I was at the Portland Chapter meeting of the Native Plant
Society recently and someone there told me that the gray pine (Pinus sabiniana) was an Oregon native. This was
news to me. It’s not listed in Trees to
Know in Oregon, from the Oregon State University Extension Service. Also, Ronald
Lanner writes in Conifers of California
that gray pine is “…a native to California
alone – without any Nevada or Oregon outliers.” (p.

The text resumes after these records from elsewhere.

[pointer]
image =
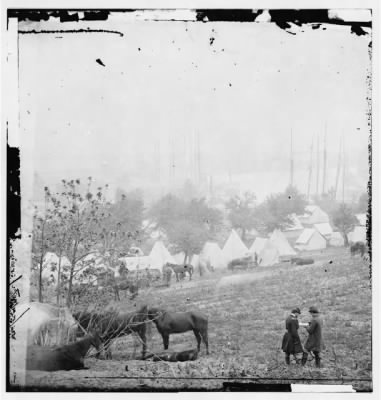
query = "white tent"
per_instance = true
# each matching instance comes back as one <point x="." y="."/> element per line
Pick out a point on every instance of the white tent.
<point x="313" y="215"/>
<point x="195" y="260"/>
<point x="211" y="254"/>
<point x="269" y="254"/>
<point x="160" y="255"/>
<point x="362" y="219"/>
<point x="311" y="239"/>
<point x="50" y="266"/>
<point x="325" y="229"/>
<point x="336" y="239"/>
<point x="234" y="248"/>
<point x="358" y="234"/>
<point x="258" y="245"/>
<point x="137" y="263"/>
<point x="281" y="243"/>
<point x="44" y="324"/>
<point x="179" y="257"/>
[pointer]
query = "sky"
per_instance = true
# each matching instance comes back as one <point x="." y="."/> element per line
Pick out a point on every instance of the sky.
<point x="240" y="88"/>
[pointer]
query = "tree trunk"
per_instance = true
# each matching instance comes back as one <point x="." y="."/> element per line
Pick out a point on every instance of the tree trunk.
<point x="346" y="241"/>
<point x="68" y="300"/>
<point x="59" y="279"/>
<point x="40" y="278"/>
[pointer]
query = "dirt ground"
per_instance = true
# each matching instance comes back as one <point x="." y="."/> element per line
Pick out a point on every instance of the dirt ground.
<point x="246" y="312"/>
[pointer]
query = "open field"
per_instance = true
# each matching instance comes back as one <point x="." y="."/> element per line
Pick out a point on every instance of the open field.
<point x="246" y="325"/>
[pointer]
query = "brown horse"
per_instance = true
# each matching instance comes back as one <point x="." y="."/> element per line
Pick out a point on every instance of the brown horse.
<point x="358" y="247"/>
<point x="68" y="357"/>
<point x="113" y="325"/>
<point x="179" y="322"/>
<point x="186" y="355"/>
<point x="181" y="270"/>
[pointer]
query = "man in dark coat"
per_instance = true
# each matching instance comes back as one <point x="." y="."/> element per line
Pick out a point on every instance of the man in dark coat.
<point x="314" y="341"/>
<point x="291" y="343"/>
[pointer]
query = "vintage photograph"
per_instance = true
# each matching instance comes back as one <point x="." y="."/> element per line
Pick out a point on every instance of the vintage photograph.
<point x="189" y="199"/>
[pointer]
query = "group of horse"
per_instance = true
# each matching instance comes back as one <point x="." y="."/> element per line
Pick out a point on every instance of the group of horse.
<point x="100" y="330"/>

71) He goes on to quote David Douglas on the discovery of the gray pine: “I have
added a most interesting species to the genus Pinus, P. sabinii, one which I had first discovered in 1826, and
lost, together with the rough notes, in crossing a rapid stream.” However,
David Douglas was not in California
in 1826. He was in the Umpqua Valley area of Oregon
in search of sugar pine, where he must have also seen some gray pine. The
“rapid stream” he crossed was the Santiam
River .
Frank Callahan documents the discovery of the gray pine in Oregon . He reports that
a railroad survey in 1855 recorded them growing in Jackson County
between Gold Hill and Central Point. In 1945, Oliver Matthews provided the
first scientific documentation of Pinus
sabiniana in Oregon
after collecting specimens near Gold Hill. Callahan notes numerous specimens
that he has located in the Medford
area. (See Frank Callahan, “Discovering Gray Pine (Pinus sabiniana) in Oregon,”
Kalmiopsis Volume 16, 2009.
The gray pine is a distinctive pine with long, gray-green
needles. Its most distinctive feature is the size of its large, heavy cones. They
are usually visible it the top branches of the tree, where they remain for
several years after they mature. The cones have the largest seeds of any
conifer in the Pacific Northwest . The
nutritional seeds were harvested by Native Americans, although too few trees
grew in Oregon
for them to be an important food source. Since the seeds are too large to be
dispersed far from the tree, the gray pine relies on birds to disperse the
seeds. Gray pine seeds are a favorite food of the Steller’s jay and scrub jay,
which store seeds in the ground to eat later. Since the jays never recover all
the seeds, they also plant the next generation of gray pines.